Photo by MargauxV (Licensed under CC)

Photo by MargauxV (licensed under CC)

Those that are members of the Google Books settlement are not unknowledgeable about issues of copyright and licensing. The settlement specifically only incorporates copyright holders of books that have been registered with the United States Copyright Office. Authors that do not know enough about copyright to register are not considered members of the settlement class and therefore retain their rights against Google. Those that have registered fall into one of two categories: either they are book publishers that share or own copyright in the books, or they are individual authors. To argue that book publishers, who work with copyright issues on a daily basis, are not aware of what rights are involved in the settlement would be an odd claim, so I must assume that Student’s concern was primarily directed at book authors that had sufficient knowledge of copyright to register their books. For those authors, Google and the class action plaintiffs have not only created a website from which authors can download the settlement agreement, but they have also summarized that agreement in question and answer style so that those that are not legally trained may understand what is happening with their rights. For those that still have questions, they can contact the settlement administrator by mail or e-mail. The administrator will answer any questions, and from personal experience, they respond within 48 hours.

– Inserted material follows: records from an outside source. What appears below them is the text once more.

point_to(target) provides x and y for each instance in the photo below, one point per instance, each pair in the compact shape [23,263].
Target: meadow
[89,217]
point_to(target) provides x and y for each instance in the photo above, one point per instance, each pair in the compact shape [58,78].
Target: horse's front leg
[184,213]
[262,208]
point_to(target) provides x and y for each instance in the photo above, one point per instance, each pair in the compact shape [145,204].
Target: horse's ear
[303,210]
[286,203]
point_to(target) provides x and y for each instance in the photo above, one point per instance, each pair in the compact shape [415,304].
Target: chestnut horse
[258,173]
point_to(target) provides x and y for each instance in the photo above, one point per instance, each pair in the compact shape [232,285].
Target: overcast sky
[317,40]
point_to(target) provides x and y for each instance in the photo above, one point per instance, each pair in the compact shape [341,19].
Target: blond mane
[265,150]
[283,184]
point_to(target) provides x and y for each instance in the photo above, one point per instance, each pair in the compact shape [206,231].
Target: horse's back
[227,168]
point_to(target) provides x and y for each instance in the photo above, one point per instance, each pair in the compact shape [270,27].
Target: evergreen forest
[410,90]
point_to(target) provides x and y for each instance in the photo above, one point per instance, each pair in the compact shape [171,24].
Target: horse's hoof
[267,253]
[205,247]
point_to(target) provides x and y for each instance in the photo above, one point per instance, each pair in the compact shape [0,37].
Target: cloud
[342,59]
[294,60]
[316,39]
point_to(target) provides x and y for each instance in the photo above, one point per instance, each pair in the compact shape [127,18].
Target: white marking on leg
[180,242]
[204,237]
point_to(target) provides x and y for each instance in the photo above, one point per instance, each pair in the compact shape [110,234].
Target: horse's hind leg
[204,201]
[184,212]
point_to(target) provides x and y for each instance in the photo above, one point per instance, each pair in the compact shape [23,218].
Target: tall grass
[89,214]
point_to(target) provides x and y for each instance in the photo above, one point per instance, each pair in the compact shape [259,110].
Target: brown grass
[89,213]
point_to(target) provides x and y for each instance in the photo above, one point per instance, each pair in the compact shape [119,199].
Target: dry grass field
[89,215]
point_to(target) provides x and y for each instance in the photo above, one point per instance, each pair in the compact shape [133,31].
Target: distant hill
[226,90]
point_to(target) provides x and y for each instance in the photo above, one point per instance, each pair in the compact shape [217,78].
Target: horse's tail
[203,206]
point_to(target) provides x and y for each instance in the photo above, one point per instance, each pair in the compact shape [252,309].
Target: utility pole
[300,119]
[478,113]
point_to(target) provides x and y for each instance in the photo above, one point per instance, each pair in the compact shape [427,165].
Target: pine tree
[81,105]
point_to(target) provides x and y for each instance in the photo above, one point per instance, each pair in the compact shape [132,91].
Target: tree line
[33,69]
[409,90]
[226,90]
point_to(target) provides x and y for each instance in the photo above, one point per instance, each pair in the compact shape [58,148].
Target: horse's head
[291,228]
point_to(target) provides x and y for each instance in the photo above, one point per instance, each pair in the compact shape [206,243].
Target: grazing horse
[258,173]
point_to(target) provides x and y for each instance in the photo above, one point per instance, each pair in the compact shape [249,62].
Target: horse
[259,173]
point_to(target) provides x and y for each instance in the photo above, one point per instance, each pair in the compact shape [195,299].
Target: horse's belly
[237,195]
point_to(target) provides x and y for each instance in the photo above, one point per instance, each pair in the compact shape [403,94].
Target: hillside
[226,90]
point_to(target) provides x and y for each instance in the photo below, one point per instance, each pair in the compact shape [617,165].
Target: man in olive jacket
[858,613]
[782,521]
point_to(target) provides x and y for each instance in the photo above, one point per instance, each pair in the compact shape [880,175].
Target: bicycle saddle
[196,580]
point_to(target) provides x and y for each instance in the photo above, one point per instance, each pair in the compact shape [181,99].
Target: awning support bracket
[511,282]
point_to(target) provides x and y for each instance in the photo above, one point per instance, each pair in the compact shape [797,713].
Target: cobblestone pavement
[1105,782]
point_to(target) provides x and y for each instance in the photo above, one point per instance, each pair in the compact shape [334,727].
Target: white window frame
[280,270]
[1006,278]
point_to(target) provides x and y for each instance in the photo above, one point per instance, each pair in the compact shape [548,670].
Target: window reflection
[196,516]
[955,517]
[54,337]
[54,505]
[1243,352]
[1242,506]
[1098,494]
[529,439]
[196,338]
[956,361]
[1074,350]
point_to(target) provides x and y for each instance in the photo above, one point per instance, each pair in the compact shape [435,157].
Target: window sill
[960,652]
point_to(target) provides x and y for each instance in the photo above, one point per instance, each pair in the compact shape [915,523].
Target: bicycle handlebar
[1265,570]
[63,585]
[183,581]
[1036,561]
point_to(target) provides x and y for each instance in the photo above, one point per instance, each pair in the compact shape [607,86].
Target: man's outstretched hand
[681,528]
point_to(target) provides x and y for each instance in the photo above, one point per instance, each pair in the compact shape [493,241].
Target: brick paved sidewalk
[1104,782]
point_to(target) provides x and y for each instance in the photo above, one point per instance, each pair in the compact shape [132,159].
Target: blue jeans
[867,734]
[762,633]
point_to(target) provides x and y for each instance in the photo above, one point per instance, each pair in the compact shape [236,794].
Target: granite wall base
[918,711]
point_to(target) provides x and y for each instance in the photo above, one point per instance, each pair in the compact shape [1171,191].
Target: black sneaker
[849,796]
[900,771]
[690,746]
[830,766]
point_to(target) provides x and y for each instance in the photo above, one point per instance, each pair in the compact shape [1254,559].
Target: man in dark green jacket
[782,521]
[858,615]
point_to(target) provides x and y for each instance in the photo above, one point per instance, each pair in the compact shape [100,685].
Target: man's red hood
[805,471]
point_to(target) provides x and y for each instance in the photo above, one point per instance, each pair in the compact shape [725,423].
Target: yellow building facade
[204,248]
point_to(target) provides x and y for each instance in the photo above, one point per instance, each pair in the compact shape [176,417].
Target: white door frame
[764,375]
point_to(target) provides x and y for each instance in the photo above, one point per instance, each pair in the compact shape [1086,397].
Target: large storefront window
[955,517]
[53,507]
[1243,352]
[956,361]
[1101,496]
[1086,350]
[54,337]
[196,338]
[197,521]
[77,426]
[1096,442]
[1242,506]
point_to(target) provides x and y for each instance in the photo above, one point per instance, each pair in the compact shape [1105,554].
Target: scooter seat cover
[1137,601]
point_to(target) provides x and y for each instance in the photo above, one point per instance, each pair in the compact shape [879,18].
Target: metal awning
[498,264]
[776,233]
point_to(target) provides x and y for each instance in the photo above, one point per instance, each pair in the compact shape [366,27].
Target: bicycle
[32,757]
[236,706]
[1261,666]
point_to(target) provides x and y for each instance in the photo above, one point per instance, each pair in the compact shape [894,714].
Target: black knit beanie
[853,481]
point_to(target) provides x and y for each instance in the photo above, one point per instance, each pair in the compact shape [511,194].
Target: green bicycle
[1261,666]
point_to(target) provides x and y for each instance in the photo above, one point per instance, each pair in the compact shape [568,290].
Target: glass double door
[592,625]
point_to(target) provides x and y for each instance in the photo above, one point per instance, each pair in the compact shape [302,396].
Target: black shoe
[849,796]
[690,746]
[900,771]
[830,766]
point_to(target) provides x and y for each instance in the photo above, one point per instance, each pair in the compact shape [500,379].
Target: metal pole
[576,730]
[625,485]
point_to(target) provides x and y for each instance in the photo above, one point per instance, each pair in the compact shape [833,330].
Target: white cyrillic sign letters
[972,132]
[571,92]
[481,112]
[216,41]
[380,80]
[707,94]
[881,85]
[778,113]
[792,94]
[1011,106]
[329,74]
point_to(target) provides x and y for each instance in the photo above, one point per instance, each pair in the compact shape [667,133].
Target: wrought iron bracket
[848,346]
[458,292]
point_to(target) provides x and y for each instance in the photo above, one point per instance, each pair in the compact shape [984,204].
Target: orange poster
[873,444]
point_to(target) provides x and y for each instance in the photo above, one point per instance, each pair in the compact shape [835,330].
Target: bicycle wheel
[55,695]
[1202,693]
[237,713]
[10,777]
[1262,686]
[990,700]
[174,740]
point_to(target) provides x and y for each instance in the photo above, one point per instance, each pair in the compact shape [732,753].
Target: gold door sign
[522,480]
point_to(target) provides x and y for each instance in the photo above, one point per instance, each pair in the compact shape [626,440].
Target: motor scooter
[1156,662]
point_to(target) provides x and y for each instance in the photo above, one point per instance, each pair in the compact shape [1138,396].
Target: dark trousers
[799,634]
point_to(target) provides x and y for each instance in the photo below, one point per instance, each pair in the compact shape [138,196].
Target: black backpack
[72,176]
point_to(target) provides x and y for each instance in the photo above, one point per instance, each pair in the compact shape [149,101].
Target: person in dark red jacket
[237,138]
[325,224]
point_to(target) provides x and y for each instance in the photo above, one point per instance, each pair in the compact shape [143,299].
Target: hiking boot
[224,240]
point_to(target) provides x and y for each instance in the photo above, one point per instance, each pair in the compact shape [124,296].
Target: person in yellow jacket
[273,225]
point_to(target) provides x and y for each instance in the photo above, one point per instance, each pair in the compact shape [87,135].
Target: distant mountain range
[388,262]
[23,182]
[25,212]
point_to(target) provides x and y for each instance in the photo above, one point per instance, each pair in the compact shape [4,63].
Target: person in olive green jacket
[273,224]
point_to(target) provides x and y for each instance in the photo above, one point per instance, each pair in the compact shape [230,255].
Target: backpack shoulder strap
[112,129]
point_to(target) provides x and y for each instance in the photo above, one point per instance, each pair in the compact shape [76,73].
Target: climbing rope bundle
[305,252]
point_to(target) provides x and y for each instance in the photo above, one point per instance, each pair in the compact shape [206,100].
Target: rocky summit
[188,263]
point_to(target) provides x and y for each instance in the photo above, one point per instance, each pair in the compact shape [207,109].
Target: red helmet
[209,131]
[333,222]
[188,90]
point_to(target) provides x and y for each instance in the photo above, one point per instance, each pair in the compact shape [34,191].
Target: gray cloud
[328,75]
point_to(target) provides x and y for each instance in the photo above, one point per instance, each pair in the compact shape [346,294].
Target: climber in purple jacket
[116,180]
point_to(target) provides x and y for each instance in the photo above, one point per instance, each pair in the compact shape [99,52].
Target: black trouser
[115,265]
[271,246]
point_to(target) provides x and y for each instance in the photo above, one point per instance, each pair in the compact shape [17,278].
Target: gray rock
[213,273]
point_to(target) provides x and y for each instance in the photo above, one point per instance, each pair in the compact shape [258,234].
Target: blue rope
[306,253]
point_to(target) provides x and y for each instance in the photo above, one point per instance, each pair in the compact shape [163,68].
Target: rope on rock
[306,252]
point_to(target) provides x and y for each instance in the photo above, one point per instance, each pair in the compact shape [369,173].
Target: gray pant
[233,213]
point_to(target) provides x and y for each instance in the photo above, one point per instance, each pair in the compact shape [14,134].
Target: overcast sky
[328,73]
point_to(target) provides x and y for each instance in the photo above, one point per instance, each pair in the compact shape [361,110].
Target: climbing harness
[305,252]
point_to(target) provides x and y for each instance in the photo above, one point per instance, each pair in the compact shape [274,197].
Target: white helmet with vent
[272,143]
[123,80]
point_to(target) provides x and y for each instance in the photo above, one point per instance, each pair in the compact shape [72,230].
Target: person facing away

Given all of these avenues of information, I find it unconvincing that these somewhat informed authors would not be able to get the information necessary to understand the settlement. The remaining question then is whether the class members will be provided adequate notice. Again, the definition of the settlement class helps assist the class members. By defining the class as only those that have registered with the Copyright Office, the class administrator automatically started out with access to fairly accurate contact information for the rights holders. One might argue that since registering an author might have moved, but most authors that would care enough about their rights to be concerned about the settlement would likely update their copyright registrations with that information. In addition, there is a settlement website, and there has been quite a bit of media exposure concerning the entire case. Finally, Google has paid for an international advertising campaign by which hopefully any author who falls through the cracks will be informed. Student is right that this is constructive notice, but what a construction! Even in a “regular” lawsuit a party can be given notice by constructive notice, such as publication in newspapers, and I am sure that those notices are not nearly as clear or widely read as the ones in this class action.

Student also raised concerns about “other people getting to litigate a person’s rights absent proof that that person was sufficient notified of her involvement.” I have already pointed out that notice of the settlement will more than likely reach all those affected, but even if it didn’t those involved in the settlement negotiations came as close to representing those affected as one could muster, including representatives from both the Author’s Guild and the Association of American Publishers.

In my opinion, anyone who has enough copyright knowledge to register their work with the Copyright Office and who has notice that a settlement regarding their rights has been reached, should be expected to go online and choose to opt-out if that is what they want to do. I apologize if that opinion appears to be “bashing” these authors, but honestly one can not imagine a more tailored and informed class.